CRA indicates that it will always ask for a safe income estimate when reviewing a proposed spin-off transaction
2020-0861031C6 indicated that, in a spin-off by a “distributing corporation” (DC) to the “transferee corporation” (TC), CRA will monitor whether there has been an appropriate reduction in the adjusted cost base (ACB) of the shares of DC. Leaving aside safe income matters, CRA considers there to be a misalignment if the aggregate ACB of DC shares held by the taxpayer before the spin-off exceeds the aggregate ACB of the remaining DC shares held by the taxpayer after the spin-off, plus the ACB of the spin property (on the assumption that TC is wound up, resulting in the taxpayer directly holding the spin property).
However, CRA indicated that the additional ACB that may be created by the capitalization of safe income (so as to become ACB) must be taken into account.
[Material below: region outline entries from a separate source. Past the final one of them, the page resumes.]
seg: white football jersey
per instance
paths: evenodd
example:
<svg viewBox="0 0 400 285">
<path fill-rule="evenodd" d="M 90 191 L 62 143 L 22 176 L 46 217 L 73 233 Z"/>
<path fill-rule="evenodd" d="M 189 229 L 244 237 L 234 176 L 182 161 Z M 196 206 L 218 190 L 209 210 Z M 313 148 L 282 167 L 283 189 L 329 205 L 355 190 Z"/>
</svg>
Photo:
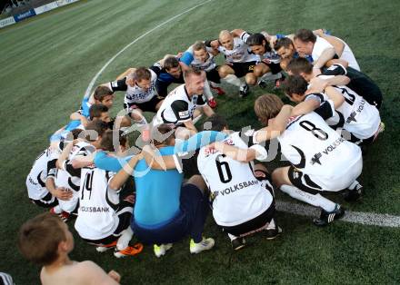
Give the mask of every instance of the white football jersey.
<svg viewBox="0 0 400 285">
<path fill-rule="evenodd" d="M 260 57 L 253 54 L 247 44 L 245 44 L 250 34 L 244 32 L 240 37 L 234 37 L 234 48 L 232 50 L 228 50 L 222 45 L 218 46 L 218 51 L 224 54 L 227 63 L 233 64 L 259 61 Z"/>
<path fill-rule="evenodd" d="M 164 100 L 154 118 L 154 125 L 172 123 L 175 125 L 193 119 L 196 107 L 206 105 L 205 95 L 193 95 L 189 98 L 185 84 L 174 89 Z"/>
<path fill-rule="evenodd" d="M 98 168 L 83 168 L 78 216 L 75 228 L 84 239 L 100 240 L 113 234 L 118 226 L 115 210 L 119 195 L 108 190 L 114 172 Z"/>
<path fill-rule="evenodd" d="M 223 142 L 247 149 L 252 143 L 245 143 L 240 135 L 240 133 L 234 133 Z M 257 152 L 258 160 L 266 159 L 264 147 L 254 144 L 250 148 Z M 253 166 L 253 162 L 244 163 L 215 150 L 200 149 L 197 167 L 211 190 L 213 215 L 217 224 L 238 225 L 257 217 L 270 207 L 273 197 L 265 184 L 255 177 Z M 269 183 L 268 187 L 271 187 Z"/>
<path fill-rule="evenodd" d="M 125 83 L 126 77 L 121 80 L 111 82 L 108 87 L 113 92 L 125 91 L 126 93 L 124 103 L 126 104 L 148 102 L 156 95 L 155 82 L 157 81 L 157 74 L 155 74 L 155 73 L 151 69 L 148 69 L 148 71 L 152 75 L 150 80 L 150 88 L 147 91 L 143 90 L 137 84 L 135 84 L 133 87 L 127 85 Z"/>
<path fill-rule="evenodd" d="M 325 39 L 323 39 L 320 36 L 316 36 L 316 41 L 314 44 L 313 52 L 311 54 L 313 61 L 316 62 L 326 48 L 334 48 L 334 46 L 329 44 L 328 41 L 326 41 Z"/>
<path fill-rule="evenodd" d="M 326 78 L 327 76 L 318 77 Z M 359 139 L 368 139 L 374 136 L 381 123 L 378 109 L 346 86 L 333 87 L 345 97 L 344 103 L 336 108 L 336 116 L 334 119 L 336 122 L 342 122 L 343 128 Z M 325 98 L 327 99 L 326 94 Z"/>
<path fill-rule="evenodd" d="M 47 148 L 36 158 L 26 178 L 26 188 L 30 199 L 40 200 L 47 195 L 48 191 L 45 188 L 47 163 L 51 160 L 57 159 L 59 155 L 58 150 Z"/>
<path fill-rule="evenodd" d="M 209 49 L 209 48 L 207 48 Z M 208 53 L 208 58 L 205 62 L 202 63 L 199 60 L 197 60 L 195 57 L 194 52 L 193 52 L 193 46 L 190 46 L 187 50 L 186 53 L 189 53 L 193 55 L 193 61 L 192 63 L 190 63 L 190 65 L 194 68 L 196 69 L 200 69 L 200 70 L 204 70 L 205 72 L 208 72 L 210 70 L 213 70 L 215 68 L 216 64 L 215 64 L 215 58 L 214 57 L 214 54 L 211 53 Z"/>
<path fill-rule="evenodd" d="M 258 62 L 264 62 L 265 64 L 279 64 L 281 62 L 281 57 L 275 50 L 271 52 L 266 52 L 263 55 L 258 55 Z"/>
<path fill-rule="evenodd" d="M 315 113 L 291 117 L 278 137 L 282 154 L 302 172 L 331 190 L 362 159 L 361 149 L 342 138 Z"/>
<path fill-rule="evenodd" d="M 73 190 L 73 197 L 68 201 L 59 201 L 59 205 L 63 211 L 71 212 L 76 207 L 76 203 L 79 201 L 79 189 L 81 185 L 81 170 L 74 170 L 71 164 L 71 161 L 79 156 L 87 156 L 94 152 L 95 148 L 86 142 L 80 142 L 74 145 L 68 160 L 66 160 L 62 169 L 57 171 L 57 175 L 55 177 L 56 187 L 64 187 L 65 189 Z M 75 172 L 72 175 L 72 172 Z"/>
<path fill-rule="evenodd" d="M 353 54 L 350 46 L 348 46 L 348 44 L 344 40 L 339 39 L 335 36 L 335 38 L 341 41 L 343 44 L 345 44 L 345 48 L 343 49 L 342 55 L 340 55 L 340 59 L 346 61 L 349 67 L 353 67 L 354 69 L 360 71 L 360 65 L 358 65 L 357 60 L 355 59 L 355 56 Z"/>
</svg>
It would appear that, to be compliant, the ACB of the DC preferred shares (which will be cross-redeemed and cancelled under the spin-off), plus the direct safe income (DSI) and indirect safe income (ISI) transferred (i.e., in the case of ISI, through the transfer of shares) to TC, should at least equal the ACB of the spin property (including, where the spin property is shares, safe income that can be capitalized).
The conventional spin-off mechanics involve the creation of cross-shareholdings and a cross-redemption, resulting in the aggregate ACB of the DC shares held by the taxpayer after the spin-off equaling the aggregate ACB of the DC shares held by it before the spin-off minus the ACB of the DC preferred shares created (e.g., under a s. 51 or 86 reorg) and then cancelled under the reorganization.
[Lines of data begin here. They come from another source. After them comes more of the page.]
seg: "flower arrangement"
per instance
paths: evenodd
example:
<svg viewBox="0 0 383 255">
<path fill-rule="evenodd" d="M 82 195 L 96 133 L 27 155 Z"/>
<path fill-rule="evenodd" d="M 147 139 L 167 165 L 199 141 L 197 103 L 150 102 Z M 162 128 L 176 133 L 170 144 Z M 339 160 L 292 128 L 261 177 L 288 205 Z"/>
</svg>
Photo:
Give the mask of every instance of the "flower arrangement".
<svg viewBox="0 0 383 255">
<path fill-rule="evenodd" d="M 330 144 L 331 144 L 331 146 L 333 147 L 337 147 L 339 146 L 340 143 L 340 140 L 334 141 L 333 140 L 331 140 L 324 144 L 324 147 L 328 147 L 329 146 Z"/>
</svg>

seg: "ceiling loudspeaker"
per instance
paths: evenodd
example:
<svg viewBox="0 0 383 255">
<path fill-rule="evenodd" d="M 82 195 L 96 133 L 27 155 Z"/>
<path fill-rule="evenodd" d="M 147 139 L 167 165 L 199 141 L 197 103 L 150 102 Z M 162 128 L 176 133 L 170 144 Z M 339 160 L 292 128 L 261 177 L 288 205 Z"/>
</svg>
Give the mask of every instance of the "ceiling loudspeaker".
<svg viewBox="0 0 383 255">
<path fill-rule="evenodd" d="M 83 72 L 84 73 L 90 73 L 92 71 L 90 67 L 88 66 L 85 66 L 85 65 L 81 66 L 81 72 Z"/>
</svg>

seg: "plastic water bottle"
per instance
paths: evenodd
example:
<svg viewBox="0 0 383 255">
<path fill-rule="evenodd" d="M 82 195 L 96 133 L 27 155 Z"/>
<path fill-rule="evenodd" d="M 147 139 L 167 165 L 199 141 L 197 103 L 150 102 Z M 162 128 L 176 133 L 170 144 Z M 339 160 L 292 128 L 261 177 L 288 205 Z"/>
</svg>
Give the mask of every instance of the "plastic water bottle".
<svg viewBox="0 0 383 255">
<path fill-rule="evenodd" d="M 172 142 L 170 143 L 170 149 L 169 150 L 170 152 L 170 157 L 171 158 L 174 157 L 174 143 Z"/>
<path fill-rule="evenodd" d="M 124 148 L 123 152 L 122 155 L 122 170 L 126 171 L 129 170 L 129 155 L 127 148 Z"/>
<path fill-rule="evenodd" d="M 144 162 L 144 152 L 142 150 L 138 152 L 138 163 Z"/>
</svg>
A more recent interpretation (2021-0889611E5) included an example of a less conventional spin-off transaction entailing a spin-off (through a succession of steps) by Opco (a “child” of Holdco 2 and a “grandchild” of Holdco 1) of one of its properties to Holdco 1. Included is a numerically detailed account (although somewhat cryptic in places) of the computation of the transferred DSI and ISI and of what the normative reduction in the ACB of the shareholdings should be. Analogously to a conventional spin-off transaction, the steps entailed a reduction in the ACB of the Opco shares held by Holdco 2, and in the ACB of the Holdco 2 shares held by Holdco 1, in an amount equaling the cost amount of the spun property.
CRA further indicated that there potentially could be a misalignment - even where ACB equal to that of the spun property is eliminated under the spin-off steps (as occurred here) - if the spun assets had disproportionately high safe income. (On the numbers, that did not occur in this particular example.) Accordingly, “an estimate of such safe income is always necessary to fully assess the situation being ruled upon” regarding a proposed spin-off transaction.
Neal Armstrong. Summaries of 28 May 2021 External T.I. 2021-0889611E5 and of Joan E. Jung, “Changing the Analysis for a Typical Spinout,” Tax for the Owner-Manager, Vol. 22, No. 1, January 2022, p. 2 under s. 55(2.1)(c).